History, Sacred and Not

Brad Miner | March 11, 2024

Today is “Dante Day,” according to someone, somewhere. (It’s also – who knows how? – National Napping Day, National Immune System Day, and a dozen other such profane observances now jostling the liturgical calendar.) It’s good to honor the greatest Catholic poet, of course, arguably the greatest poet period. We’ve done our part at TCT: You can click here for our online courses on Dante’s Divine Comedy. But today is also the Fourth Monday of Lent, the minor feasts of St. Aengus and St. Constantine  (co-incidentally, the first night of Ramadan), which are of far different and infinitely greater import.

As “everything solid melts into air,” as Marx put it, human beings instinctively reach for something stable amid the flux – especially in times like these, when time itself seems to have sped up, and on a bad road. Remembering and seeking to live in continuity with the past is not “backwardism” or “rigidity.” It’s the sane human recognition that we come from somewhere.

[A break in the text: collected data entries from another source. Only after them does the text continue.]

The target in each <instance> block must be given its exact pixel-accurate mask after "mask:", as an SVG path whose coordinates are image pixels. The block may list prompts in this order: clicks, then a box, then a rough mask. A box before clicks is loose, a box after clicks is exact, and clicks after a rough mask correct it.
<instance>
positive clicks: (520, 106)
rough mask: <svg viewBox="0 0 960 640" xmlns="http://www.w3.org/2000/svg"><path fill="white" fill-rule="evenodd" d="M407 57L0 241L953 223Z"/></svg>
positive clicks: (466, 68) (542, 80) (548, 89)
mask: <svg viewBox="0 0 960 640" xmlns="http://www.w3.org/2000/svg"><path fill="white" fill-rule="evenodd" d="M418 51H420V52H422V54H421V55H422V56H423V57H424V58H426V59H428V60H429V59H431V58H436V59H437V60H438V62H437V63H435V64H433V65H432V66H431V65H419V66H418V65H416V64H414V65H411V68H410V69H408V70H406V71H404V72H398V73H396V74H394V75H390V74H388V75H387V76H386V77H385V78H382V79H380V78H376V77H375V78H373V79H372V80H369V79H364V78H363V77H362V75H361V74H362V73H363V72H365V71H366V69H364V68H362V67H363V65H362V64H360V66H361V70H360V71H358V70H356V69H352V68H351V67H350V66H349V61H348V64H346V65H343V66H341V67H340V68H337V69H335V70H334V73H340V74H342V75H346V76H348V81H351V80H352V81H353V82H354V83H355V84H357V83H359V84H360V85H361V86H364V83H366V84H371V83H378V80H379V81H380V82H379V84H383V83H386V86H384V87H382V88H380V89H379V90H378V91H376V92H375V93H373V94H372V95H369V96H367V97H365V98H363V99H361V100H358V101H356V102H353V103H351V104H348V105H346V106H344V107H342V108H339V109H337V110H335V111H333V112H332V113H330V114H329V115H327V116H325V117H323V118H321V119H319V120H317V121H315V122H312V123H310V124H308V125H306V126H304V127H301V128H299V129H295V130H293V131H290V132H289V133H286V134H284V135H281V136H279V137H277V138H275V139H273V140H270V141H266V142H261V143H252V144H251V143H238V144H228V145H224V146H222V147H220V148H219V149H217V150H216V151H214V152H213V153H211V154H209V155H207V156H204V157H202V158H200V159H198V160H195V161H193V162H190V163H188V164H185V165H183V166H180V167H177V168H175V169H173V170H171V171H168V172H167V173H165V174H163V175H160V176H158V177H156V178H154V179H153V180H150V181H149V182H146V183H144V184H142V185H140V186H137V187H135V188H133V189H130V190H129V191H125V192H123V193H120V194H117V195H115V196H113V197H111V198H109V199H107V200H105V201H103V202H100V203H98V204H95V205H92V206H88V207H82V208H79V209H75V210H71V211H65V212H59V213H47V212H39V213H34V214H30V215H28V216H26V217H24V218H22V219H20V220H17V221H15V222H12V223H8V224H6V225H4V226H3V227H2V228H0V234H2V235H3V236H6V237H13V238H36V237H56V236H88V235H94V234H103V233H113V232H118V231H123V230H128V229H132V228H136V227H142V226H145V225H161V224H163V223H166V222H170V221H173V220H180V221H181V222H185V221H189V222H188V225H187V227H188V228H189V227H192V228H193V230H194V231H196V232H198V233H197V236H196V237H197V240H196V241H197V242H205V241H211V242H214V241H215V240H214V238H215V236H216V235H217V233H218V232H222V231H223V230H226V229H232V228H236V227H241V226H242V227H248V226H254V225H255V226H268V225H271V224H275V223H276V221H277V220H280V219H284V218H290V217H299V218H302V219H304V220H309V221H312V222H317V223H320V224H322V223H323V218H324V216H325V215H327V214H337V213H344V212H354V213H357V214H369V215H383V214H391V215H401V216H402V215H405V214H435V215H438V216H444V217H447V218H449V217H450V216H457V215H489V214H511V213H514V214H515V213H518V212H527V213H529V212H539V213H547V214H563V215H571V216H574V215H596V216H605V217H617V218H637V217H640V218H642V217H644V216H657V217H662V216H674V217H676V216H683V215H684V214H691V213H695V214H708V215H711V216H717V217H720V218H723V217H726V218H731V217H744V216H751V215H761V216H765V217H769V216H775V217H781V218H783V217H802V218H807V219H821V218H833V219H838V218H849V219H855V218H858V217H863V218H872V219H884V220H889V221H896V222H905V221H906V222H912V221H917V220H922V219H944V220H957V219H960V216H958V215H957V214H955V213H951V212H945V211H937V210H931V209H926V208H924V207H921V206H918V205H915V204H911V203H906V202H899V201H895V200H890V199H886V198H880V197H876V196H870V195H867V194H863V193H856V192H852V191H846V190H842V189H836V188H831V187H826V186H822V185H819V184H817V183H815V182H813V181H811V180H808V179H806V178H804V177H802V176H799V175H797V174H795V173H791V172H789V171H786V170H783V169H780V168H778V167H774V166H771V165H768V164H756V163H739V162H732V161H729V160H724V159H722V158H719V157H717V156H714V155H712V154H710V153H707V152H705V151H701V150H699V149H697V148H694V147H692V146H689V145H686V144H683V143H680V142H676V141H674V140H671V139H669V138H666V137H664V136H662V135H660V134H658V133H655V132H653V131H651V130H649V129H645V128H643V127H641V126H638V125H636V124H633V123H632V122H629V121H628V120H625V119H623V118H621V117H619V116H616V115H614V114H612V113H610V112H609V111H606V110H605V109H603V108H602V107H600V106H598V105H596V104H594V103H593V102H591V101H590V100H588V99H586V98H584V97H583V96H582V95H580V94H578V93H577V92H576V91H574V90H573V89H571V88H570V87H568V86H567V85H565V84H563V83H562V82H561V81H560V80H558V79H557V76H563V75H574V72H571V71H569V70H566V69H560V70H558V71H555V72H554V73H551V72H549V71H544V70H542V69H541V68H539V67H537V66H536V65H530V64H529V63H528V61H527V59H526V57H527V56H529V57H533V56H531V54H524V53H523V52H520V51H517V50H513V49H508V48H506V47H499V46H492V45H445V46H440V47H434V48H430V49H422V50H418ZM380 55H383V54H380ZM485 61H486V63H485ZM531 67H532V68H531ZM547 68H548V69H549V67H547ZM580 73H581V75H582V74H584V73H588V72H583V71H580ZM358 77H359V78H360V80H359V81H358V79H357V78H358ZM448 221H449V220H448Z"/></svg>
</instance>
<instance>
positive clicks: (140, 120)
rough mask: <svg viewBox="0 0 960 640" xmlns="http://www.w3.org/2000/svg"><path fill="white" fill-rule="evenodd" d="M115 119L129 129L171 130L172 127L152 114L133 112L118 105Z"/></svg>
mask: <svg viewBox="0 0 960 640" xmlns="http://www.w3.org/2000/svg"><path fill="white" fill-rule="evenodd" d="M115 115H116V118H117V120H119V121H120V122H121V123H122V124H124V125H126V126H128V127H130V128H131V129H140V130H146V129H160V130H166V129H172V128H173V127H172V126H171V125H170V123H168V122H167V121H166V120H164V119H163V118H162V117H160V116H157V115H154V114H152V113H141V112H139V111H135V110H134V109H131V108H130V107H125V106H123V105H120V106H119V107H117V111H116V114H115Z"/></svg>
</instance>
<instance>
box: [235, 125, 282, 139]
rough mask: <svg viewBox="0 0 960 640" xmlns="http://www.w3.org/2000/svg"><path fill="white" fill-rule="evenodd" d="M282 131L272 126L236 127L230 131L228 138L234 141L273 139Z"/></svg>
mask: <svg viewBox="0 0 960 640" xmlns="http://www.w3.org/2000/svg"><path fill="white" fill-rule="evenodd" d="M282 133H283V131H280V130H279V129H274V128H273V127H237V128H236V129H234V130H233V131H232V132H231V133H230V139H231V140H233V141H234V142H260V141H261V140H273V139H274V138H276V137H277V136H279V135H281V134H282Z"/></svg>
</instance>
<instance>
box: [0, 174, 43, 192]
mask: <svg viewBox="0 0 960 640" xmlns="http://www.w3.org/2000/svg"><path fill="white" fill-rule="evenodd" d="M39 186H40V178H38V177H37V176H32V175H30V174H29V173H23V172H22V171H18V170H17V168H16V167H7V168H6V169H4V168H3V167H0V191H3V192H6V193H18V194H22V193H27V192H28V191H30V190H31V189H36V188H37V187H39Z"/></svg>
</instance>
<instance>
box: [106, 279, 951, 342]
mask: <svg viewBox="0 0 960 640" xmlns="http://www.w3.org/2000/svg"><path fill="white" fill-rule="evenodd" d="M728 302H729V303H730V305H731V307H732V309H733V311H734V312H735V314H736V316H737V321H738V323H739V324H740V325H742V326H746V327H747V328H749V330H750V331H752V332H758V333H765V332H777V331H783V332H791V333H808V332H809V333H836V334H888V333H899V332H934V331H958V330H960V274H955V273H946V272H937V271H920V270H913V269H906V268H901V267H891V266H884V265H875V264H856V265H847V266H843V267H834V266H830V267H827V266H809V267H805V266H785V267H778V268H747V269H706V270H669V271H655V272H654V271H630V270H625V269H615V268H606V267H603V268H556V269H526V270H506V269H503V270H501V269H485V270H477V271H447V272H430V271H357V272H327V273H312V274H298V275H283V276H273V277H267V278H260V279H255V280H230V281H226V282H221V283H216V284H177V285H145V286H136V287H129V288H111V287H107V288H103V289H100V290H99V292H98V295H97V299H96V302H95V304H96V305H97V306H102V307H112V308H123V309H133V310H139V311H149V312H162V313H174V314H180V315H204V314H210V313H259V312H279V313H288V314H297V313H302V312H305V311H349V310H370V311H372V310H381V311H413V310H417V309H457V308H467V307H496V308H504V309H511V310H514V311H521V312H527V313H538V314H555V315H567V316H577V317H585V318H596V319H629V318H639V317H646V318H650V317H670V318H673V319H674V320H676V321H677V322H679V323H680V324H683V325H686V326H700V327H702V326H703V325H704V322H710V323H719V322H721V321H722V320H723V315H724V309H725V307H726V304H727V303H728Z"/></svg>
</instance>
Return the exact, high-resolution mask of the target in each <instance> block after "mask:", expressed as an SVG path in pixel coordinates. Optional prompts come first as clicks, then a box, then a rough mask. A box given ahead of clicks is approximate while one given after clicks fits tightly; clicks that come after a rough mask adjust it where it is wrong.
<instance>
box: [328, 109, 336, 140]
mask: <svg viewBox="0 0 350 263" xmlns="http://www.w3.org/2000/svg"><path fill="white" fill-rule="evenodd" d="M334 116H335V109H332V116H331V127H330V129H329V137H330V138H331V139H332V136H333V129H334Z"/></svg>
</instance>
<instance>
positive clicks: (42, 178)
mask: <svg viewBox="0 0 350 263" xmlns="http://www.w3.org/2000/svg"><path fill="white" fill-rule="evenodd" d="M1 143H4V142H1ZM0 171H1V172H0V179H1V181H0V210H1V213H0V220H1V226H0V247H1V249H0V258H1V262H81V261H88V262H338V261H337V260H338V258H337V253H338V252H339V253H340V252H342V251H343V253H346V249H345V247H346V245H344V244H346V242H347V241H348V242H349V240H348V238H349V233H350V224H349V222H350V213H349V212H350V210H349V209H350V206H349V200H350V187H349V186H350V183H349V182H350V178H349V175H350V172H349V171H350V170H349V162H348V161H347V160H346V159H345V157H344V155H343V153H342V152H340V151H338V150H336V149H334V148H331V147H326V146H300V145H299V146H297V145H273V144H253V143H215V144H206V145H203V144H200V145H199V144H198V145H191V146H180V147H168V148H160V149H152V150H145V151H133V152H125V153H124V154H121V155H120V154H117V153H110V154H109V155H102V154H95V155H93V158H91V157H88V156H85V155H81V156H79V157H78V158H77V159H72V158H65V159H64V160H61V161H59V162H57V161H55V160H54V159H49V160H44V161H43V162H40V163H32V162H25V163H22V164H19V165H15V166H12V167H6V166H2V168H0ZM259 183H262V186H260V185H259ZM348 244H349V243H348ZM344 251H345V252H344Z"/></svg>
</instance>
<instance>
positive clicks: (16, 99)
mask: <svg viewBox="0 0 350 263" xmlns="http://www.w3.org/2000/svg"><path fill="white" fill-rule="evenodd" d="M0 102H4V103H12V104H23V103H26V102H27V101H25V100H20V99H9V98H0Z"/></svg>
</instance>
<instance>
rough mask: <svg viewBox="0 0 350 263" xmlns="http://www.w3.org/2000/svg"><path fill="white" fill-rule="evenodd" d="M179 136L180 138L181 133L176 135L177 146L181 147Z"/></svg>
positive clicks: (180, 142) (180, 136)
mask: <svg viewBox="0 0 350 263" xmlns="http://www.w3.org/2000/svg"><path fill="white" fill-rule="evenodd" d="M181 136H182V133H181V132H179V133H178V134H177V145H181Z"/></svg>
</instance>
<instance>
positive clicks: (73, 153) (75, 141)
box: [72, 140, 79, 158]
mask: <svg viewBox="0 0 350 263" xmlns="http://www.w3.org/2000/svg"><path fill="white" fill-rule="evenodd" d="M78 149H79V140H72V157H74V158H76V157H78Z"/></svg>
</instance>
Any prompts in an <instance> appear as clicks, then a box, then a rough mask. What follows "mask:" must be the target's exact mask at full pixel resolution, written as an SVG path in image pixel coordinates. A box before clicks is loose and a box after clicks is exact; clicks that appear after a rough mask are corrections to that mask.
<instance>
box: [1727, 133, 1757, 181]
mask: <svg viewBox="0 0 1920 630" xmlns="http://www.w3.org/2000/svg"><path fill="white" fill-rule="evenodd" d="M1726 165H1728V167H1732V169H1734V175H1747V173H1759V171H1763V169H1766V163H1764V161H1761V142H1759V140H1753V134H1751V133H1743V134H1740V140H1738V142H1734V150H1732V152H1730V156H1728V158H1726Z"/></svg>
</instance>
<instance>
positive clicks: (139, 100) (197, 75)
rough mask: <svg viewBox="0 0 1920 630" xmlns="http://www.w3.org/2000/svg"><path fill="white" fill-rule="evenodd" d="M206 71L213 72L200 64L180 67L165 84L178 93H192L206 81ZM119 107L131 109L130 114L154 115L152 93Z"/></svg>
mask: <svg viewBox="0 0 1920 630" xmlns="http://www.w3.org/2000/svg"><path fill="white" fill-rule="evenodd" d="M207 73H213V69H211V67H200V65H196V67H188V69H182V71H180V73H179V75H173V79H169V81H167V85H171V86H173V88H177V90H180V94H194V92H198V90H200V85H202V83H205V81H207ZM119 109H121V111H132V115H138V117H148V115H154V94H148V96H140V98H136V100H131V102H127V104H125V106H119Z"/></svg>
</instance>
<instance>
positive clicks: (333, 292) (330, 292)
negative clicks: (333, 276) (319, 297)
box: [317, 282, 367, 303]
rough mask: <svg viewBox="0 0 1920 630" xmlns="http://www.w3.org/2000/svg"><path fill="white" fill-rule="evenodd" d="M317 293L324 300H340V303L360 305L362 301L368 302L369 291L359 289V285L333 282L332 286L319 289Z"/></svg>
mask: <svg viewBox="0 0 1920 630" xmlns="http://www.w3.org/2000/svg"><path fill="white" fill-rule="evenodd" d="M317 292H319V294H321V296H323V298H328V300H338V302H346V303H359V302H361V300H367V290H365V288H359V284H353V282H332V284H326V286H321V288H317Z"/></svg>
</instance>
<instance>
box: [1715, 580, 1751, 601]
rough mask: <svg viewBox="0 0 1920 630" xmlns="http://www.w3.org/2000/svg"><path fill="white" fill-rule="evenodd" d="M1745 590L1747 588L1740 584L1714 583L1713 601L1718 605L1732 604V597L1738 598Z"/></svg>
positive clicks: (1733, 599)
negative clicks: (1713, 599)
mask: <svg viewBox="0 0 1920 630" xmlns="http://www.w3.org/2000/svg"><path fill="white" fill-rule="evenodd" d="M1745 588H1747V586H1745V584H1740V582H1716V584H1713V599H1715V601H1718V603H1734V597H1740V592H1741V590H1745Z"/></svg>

And are going somewhere.

Unlike most religious and philosophical systems, Christianity, like Judaism before it, recognizes that God works in history, which is to say, time and space – that time and space are, therefore, fundamentally sacred, not secular. A stumbling block to many because it means that a tiny Middle Eastern tribe – contrary to reasonable expectations – was the temporal vehicle for God’s revelations to the world. An absurdity to ancient pagans. And to pagans now.

Despite the historical record – that the Church, God’s faithful people, converted the mighty Roman Empire and spread around the entire globe – the reality of sacred history looks nonsensical to many who regard themselves as rational and enlightened. But how else do we explain the spread of the Faith by humble figures – fishermen, tax collectors, tent-makers – which Aquinas suggested may be the greatest of miracles?